As for US-Russian relations, their poor status today provides little hope for any significant progress, not only in the sort-term but also in mid-term future. Over last couple of years, both sides (and particularly the United States) have erected so many obstacles on the road to cooperation that even if the needed political will were present in Moscow and Washington, re-moving the roadblocks would be a truly formidable challenge.

It is well understood in Russia that the current crisis in relations with the United States sets very significant limitations on how Moscow might advance its national interests in global politics. Therefore, Moscow will continue its small steps approach towards the United States, making full use of the few opportunities still available for bilateral collaboration. At the same time, Russia will remain open to a deeper cooperation on problems of mutual concern (such as Syria and North Korea). It goes without saying that a more active dialogue between Russia and Europe could serve to mitigate the deep crisis in US-Russian relations.
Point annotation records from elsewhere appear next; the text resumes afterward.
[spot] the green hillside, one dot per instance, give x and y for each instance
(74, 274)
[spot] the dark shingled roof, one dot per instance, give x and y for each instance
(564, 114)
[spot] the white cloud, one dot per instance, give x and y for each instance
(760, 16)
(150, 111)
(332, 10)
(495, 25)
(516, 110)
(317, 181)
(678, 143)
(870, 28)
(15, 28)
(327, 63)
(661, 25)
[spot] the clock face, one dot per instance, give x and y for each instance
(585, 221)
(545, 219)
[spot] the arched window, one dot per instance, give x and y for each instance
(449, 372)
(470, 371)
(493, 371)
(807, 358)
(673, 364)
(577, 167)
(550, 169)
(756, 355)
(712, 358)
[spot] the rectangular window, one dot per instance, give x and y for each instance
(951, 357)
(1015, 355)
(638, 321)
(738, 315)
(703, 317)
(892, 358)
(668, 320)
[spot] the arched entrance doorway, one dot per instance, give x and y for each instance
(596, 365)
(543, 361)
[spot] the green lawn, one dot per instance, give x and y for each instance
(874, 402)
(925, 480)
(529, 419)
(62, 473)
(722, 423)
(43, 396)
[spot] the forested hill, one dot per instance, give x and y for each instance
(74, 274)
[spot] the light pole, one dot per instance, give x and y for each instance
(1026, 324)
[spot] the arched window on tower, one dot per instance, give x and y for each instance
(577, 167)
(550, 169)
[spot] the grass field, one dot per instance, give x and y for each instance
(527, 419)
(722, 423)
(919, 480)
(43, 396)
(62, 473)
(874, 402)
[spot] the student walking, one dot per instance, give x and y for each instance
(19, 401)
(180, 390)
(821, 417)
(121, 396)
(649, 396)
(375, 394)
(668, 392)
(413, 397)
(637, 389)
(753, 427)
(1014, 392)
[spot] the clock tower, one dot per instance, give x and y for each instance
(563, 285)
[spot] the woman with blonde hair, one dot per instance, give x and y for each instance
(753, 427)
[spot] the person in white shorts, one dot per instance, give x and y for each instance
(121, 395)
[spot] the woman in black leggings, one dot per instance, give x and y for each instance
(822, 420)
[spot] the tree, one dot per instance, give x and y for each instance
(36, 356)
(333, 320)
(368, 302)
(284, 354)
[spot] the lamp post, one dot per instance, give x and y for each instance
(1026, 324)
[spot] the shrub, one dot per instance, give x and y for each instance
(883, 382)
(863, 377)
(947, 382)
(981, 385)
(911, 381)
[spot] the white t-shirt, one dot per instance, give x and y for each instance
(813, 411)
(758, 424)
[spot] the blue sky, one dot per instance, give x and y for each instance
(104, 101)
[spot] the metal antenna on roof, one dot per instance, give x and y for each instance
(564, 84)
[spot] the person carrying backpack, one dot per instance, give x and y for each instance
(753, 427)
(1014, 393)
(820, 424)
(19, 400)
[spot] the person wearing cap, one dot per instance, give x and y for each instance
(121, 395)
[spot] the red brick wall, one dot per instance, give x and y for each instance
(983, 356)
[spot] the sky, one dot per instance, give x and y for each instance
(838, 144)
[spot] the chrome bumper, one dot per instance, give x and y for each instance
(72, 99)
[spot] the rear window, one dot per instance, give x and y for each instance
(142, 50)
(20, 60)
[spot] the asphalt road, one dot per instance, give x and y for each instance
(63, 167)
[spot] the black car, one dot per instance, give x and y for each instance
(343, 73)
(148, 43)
Russia’s long-term interests, both domestic and international, necessitate continuing an active policy in Asia and in the Pacific. The strategic Rus- sian-Chinese partnership has already become an important factor in international relations that is having a notable impact on the global balance of power. Although Russian and Chinese interests are not always identical, the numerous advantages of the bilateral partnership are so significant and so evident to both sides that their cooperation will continue to broaden and to deepen in the foreseeable future.
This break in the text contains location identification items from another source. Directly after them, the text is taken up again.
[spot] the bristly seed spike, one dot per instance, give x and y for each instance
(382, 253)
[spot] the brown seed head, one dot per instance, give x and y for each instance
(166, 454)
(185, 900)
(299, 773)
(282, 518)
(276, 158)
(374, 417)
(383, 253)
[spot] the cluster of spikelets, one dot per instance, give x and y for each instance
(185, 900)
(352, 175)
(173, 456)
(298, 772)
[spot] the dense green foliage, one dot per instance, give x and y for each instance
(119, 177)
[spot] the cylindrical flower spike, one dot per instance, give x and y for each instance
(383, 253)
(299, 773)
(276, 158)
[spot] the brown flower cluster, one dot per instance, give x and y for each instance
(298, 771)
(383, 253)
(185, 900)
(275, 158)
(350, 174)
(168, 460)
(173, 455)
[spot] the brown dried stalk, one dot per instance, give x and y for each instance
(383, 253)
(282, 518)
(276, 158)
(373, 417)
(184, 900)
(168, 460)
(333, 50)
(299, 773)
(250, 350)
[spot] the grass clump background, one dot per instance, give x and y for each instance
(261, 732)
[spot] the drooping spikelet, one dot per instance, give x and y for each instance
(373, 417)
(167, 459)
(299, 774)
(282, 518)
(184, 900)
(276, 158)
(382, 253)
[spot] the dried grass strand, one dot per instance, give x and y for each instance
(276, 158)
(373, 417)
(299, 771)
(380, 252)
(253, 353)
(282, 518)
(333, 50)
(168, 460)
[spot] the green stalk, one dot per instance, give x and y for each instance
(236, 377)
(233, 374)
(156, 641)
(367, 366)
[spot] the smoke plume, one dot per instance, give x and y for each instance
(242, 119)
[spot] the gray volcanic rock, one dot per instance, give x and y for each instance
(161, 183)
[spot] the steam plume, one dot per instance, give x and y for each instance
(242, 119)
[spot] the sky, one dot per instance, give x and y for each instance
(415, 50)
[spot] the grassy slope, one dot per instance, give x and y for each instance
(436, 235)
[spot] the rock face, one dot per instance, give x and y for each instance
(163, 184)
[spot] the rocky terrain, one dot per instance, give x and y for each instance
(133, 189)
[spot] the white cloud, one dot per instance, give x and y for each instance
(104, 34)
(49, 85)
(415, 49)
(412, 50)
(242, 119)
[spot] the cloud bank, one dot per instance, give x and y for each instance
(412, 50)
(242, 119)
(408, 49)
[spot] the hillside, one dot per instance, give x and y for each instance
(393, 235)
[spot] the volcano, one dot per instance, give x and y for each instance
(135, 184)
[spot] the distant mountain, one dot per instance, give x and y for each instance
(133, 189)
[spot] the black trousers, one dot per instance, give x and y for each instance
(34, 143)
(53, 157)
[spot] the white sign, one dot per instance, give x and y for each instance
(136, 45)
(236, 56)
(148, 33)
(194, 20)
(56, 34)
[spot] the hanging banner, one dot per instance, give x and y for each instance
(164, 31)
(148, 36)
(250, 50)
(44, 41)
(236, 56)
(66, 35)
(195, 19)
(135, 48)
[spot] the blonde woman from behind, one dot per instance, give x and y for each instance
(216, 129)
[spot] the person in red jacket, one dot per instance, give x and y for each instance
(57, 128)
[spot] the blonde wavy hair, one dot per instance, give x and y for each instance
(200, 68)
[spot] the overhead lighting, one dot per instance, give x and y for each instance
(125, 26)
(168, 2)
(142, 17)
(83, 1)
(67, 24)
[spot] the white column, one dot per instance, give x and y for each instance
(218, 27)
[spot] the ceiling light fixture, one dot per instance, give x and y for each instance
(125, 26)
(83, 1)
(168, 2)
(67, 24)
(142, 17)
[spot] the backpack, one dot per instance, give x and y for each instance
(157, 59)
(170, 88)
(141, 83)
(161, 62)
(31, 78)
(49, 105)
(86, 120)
There is also great potential for Moscow to expand its cooperation with many other Asian and Pacific states, including India, Japan, South Korea, Vietnam and Indonesia. Of course, integrating Russia into the Asian-Pacific system is a very delicate and complex task, given multiple bilateral rivalries and unresolved regional security problems in this vast region. Accomplishing this task will require a large amount of political vision and diplomatic skills on the part of Moscow.

Given its strategic position, Russia has the capacity to play a key role in providing a global commons. Moscow is a particularly important player in the field of international security. In the global struggle against international terrorism, for instance, Russia can claim not only high moral authority but also the necessary political and military tools. In the Middle East, Russia arguably remains the single global player which enjoys an active dialogue and cooperation with all of the parties involved in the numerous conflicts in the region. There are numerous other examples that demonstrate Russia’s active role in multilateral diplomacy, one that is becoming ever more essential for resolving regional and global security issues such as the non-proliferation of weapons of mass destruction, the fight against illicit drug trafficking, confronting cyber threats and many others.

On a more general note, it is becoming increasingly evident that the decline of global and regional governance that the world has been witnessing for at least the last 20 years contains the seeds of growing threats to all responsible actors in world politics with no exceptions. The universal understanding of this basic reality must be transformed into specific proposals, roadmaps and actions. It is in Russia’s interest to utilize its capacities and comparative advantages to play a central role in restoring and further enhancing global governance.